The development of software projects entails significant implementation and collaboration activities, typically supported by tools such as issue trackers, code review tools, and Version Control Systems. However, these tools only provide a partial view of the project and often lack of advanced querying mechanisms, thus hampering the analysis of the status of the project and endangering the decision making process on the best way to drive the development process. We present Gitana, a software project inspector able to import the activity of the different support tools into a single relational database, thus providing a central point to perform all kinds of cross-cutting analysis on the software project data.

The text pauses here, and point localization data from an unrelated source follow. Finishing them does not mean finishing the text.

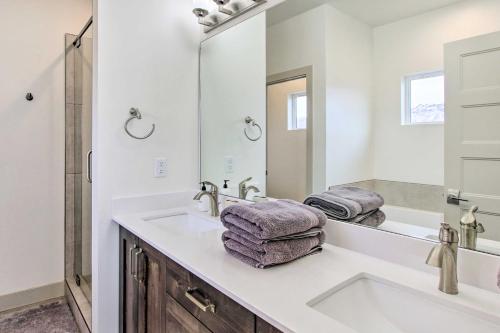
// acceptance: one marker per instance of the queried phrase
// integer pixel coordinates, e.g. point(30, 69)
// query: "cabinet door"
point(152, 293)
point(178, 320)
point(129, 292)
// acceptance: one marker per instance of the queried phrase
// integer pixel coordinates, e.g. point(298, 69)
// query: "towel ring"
point(250, 121)
point(135, 114)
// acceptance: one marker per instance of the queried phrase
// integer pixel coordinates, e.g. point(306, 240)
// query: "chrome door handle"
point(89, 166)
point(132, 264)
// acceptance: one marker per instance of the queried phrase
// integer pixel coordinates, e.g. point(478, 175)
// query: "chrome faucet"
point(469, 228)
point(243, 189)
point(444, 256)
point(213, 195)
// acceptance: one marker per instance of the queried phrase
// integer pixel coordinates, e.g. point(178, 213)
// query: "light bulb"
point(203, 4)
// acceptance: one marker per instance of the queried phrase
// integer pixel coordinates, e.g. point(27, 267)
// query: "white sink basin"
point(368, 304)
point(182, 222)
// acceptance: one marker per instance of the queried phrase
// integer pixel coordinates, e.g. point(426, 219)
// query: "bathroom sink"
point(183, 222)
point(369, 304)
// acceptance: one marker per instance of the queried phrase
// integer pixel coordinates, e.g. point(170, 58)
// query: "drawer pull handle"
point(205, 305)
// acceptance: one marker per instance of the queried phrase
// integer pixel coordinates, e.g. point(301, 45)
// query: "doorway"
point(289, 125)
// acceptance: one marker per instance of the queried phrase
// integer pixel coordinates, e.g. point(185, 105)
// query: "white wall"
point(146, 56)
point(299, 42)
point(32, 134)
point(233, 86)
point(348, 98)
point(410, 46)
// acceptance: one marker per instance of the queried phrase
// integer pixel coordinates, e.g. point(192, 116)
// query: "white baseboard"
point(31, 296)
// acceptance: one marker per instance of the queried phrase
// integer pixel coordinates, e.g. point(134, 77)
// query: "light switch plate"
point(160, 167)
point(228, 164)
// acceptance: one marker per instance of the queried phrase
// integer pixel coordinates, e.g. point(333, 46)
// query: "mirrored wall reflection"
point(388, 111)
point(78, 220)
point(233, 109)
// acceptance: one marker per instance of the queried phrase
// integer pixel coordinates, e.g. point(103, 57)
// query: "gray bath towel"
point(345, 202)
point(272, 219)
point(372, 219)
point(271, 253)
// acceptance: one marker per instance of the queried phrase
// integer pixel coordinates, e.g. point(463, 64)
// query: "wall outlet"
point(228, 164)
point(160, 167)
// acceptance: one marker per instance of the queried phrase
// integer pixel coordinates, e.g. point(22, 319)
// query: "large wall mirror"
point(402, 100)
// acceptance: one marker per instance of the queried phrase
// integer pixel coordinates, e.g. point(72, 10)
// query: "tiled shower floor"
point(50, 317)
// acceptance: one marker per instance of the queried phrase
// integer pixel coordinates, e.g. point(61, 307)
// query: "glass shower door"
point(83, 225)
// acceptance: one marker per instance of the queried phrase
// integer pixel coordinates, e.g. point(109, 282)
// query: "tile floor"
point(49, 317)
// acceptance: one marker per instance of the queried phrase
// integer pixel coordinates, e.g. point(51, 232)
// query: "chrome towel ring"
point(250, 121)
point(136, 114)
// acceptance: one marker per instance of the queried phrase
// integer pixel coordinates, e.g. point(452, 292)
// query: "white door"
point(472, 128)
point(287, 139)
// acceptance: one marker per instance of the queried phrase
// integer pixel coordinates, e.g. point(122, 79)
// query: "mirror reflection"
point(387, 119)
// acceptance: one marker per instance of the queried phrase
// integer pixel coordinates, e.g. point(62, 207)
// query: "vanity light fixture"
point(203, 11)
point(221, 4)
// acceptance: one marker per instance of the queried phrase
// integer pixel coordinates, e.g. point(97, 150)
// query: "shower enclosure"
point(78, 173)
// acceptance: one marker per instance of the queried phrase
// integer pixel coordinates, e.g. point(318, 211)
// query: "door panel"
point(472, 128)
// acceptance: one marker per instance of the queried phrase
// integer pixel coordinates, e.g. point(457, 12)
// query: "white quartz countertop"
point(280, 294)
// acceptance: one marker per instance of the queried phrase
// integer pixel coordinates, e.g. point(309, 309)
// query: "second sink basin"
point(369, 304)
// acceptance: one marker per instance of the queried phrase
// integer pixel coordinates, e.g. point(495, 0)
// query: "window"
point(297, 111)
point(423, 101)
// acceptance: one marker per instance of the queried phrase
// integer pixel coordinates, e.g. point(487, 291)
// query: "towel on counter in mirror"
point(372, 219)
point(346, 202)
point(264, 255)
point(273, 219)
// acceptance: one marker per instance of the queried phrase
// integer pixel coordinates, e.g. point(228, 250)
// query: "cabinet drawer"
point(180, 321)
point(215, 310)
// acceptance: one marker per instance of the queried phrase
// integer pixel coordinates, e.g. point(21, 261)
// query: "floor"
point(50, 317)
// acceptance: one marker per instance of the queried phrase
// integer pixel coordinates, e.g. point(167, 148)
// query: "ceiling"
point(372, 12)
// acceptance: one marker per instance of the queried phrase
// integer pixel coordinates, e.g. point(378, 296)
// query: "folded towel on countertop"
point(345, 202)
point(249, 237)
point(270, 253)
point(272, 219)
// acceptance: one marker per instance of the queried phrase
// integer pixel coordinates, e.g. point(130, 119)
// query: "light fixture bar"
point(203, 13)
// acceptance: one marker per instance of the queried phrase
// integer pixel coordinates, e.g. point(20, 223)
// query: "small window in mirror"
point(297, 111)
point(423, 99)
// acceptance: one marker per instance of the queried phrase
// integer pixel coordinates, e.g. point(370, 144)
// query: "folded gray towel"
point(272, 219)
point(249, 237)
point(372, 219)
point(271, 253)
point(345, 202)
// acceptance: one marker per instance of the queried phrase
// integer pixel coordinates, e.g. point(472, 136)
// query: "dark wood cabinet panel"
point(262, 326)
point(129, 292)
point(227, 315)
point(157, 295)
point(151, 290)
point(178, 320)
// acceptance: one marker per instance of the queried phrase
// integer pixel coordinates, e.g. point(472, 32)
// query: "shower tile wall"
point(76, 103)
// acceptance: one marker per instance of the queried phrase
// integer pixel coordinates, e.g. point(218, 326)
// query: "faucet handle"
point(448, 234)
point(214, 188)
point(246, 180)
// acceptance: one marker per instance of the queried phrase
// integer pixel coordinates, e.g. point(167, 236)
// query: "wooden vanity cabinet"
point(157, 295)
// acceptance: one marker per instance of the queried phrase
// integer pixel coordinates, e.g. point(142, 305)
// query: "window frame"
point(406, 97)
point(292, 110)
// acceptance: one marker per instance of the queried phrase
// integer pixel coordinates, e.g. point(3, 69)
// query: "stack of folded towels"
point(351, 204)
point(272, 233)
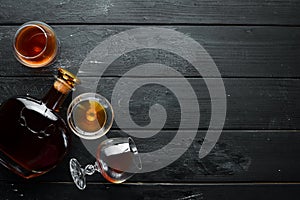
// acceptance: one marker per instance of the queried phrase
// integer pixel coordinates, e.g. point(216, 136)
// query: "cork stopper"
point(66, 81)
point(68, 77)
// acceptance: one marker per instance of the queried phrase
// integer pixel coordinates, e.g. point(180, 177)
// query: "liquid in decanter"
point(33, 137)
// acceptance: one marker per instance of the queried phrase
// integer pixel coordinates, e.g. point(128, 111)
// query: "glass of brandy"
point(35, 44)
point(90, 115)
point(117, 160)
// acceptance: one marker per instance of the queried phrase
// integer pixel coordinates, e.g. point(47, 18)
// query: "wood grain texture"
point(237, 51)
point(166, 11)
point(251, 103)
point(47, 191)
point(239, 156)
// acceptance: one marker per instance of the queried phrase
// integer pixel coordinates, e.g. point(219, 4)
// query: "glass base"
point(77, 174)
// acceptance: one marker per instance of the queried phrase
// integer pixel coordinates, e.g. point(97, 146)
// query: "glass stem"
point(90, 169)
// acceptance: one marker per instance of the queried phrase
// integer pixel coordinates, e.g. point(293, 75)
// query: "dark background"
point(256, 46)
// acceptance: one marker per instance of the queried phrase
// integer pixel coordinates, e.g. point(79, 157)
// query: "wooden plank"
point(169, 11)
point(48, 191)
point(239, 156)
point(251, 103)
point(237, 51)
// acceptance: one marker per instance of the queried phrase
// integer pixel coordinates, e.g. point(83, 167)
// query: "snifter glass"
point(35, 44)
point(117, 160)
point(90, 115)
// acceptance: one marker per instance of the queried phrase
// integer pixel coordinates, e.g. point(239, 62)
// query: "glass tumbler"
point(35, 44)
point(117, 160)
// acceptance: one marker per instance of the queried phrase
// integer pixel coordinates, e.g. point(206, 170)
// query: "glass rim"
point(37, 25)
point(137, 158)
point(108, 109)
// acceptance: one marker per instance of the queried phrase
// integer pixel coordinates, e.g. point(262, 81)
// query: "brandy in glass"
point(35, 44)
point(33, 137)
point(117, 160)
point(90, 115)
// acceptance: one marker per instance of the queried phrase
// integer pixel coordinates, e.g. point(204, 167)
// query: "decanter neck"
point(57, 94)
point(64, 83)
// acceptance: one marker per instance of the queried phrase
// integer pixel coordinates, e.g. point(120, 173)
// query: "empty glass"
point(90, 116)
point(117, 160)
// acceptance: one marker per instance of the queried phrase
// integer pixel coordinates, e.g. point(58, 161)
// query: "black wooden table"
point(256, 47)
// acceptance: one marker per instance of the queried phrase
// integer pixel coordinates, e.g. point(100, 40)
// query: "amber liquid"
point(89, 116)
point(33, 138)
point(36, 45)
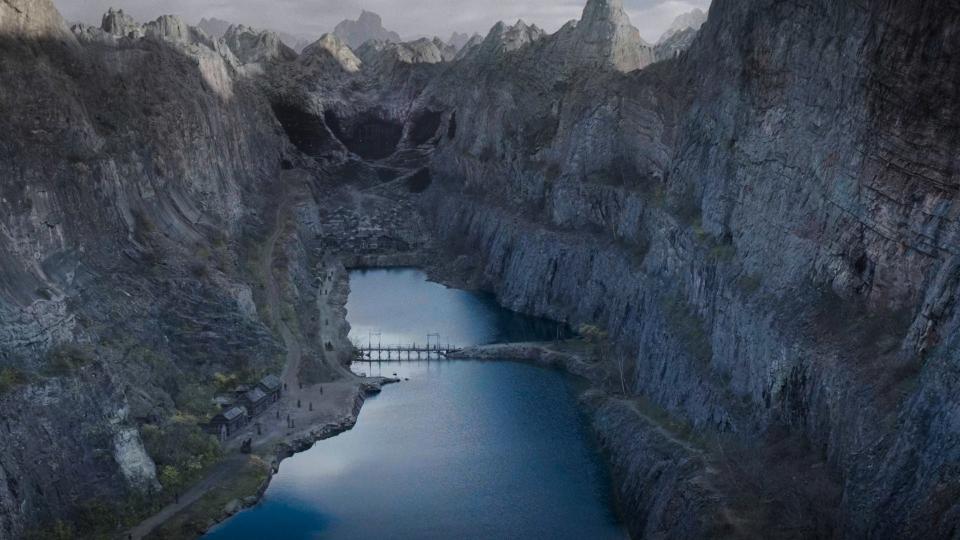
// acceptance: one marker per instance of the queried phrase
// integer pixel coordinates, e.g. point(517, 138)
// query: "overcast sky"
point(407, 17)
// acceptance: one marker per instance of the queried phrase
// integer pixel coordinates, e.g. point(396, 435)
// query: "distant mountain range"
point(369, 26)
point(218, 28)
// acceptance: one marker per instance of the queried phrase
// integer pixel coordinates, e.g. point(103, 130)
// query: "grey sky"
point(408, 17)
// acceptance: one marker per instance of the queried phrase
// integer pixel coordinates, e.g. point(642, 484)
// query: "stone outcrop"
point(691, 20)
point(32, 20)
point(331, 48)
point(369, 26)
point(604, 38)
point(118, 24)
point(766, 225)
point(254, 46)
point(764, 229)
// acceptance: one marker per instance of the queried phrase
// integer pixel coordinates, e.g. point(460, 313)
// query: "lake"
point(463, 449)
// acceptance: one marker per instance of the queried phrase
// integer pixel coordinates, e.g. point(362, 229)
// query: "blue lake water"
point(463, 449)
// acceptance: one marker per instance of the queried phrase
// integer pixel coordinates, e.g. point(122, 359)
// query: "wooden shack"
point(227, 423)
point(256, 401)
point(272, 387)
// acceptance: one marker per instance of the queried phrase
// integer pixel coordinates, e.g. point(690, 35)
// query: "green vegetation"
point(688, 326)
point(193, 521)
point(11, 378)
point(749, 283)
point(675, 426)
point(66, 360)
point(686, 207)
point(195, 399)
point(181, 450)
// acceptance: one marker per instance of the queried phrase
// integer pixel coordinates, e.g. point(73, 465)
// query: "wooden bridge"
point(386, 353)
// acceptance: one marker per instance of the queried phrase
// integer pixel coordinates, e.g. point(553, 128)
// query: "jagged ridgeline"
point(761, 213)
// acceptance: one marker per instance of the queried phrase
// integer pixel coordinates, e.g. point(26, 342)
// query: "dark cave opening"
point(306, 131)
point(369, 137)
point(425, 126)
point(419, 181)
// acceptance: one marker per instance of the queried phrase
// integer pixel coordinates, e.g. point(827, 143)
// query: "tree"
point(170, 478)
point(596, 336)
point(621, 367)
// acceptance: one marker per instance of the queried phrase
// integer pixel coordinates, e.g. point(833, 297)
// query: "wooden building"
point(256, 401)
point(272, 386)
point(227, 423)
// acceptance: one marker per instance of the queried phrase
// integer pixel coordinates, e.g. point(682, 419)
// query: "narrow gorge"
point(754, 224)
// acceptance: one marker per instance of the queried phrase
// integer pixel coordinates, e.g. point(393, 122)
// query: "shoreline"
point(618, 424)
point(303, 442)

This work has been accepted as al Original Software Publication (OSP) in the Science of Computer Programming Journal, you can find the official paper here or just continue reading.

Introduction

Software development processes are supported by a plethora of tools. Each tool helping to manage the complexity of a specific aspect of the project: source code is tracked by using Version Control Systems (VCSs) such as Git, development tasks are reported in issue trackers, and collaboration and coordination activities are normally developed in forums, mailing lists or chats. While all these tools store relevant information, they are actually silos that provide partial views of the project and lack of advanced query and data integration mechanisms. Thus, project managers often struggle to understand how projects perform, a must to make knowledgeable decisions about the development process

In this paper we present Gitana, a project inspector that analyzes the support tools used in software projects and imports the information in a relational database, thus providing a central point to perform all kinds of cross-cutting analysis on project data. The current version of the tool provides support to inspect Git repositories, Bugzilla/GitHub issue trackers, Eclipse forums and Slack instant messages. To ensure efficiency, Gitana comes with an incremental propagation mechanism that refreshes the database content with the latest modifications available on the data sources. The approach also incorporates exporters to enable further data analysis with third-party tools.

Problems and Background

Nowadays, software development activities are independently tracked and recorded in different tools. These tools have limited support for querying their internal data and typically rely on scripts (e.g., git commands) or APIs (e.g., the Bugzilla API) to do so. As a result, any advanced analysis of the data quickly becomes a hard and complex task. Especially to perform any data integration or combination operation involving more than one tool, as it is typically the case. As consequence, comparison of data from different projects is also challenging.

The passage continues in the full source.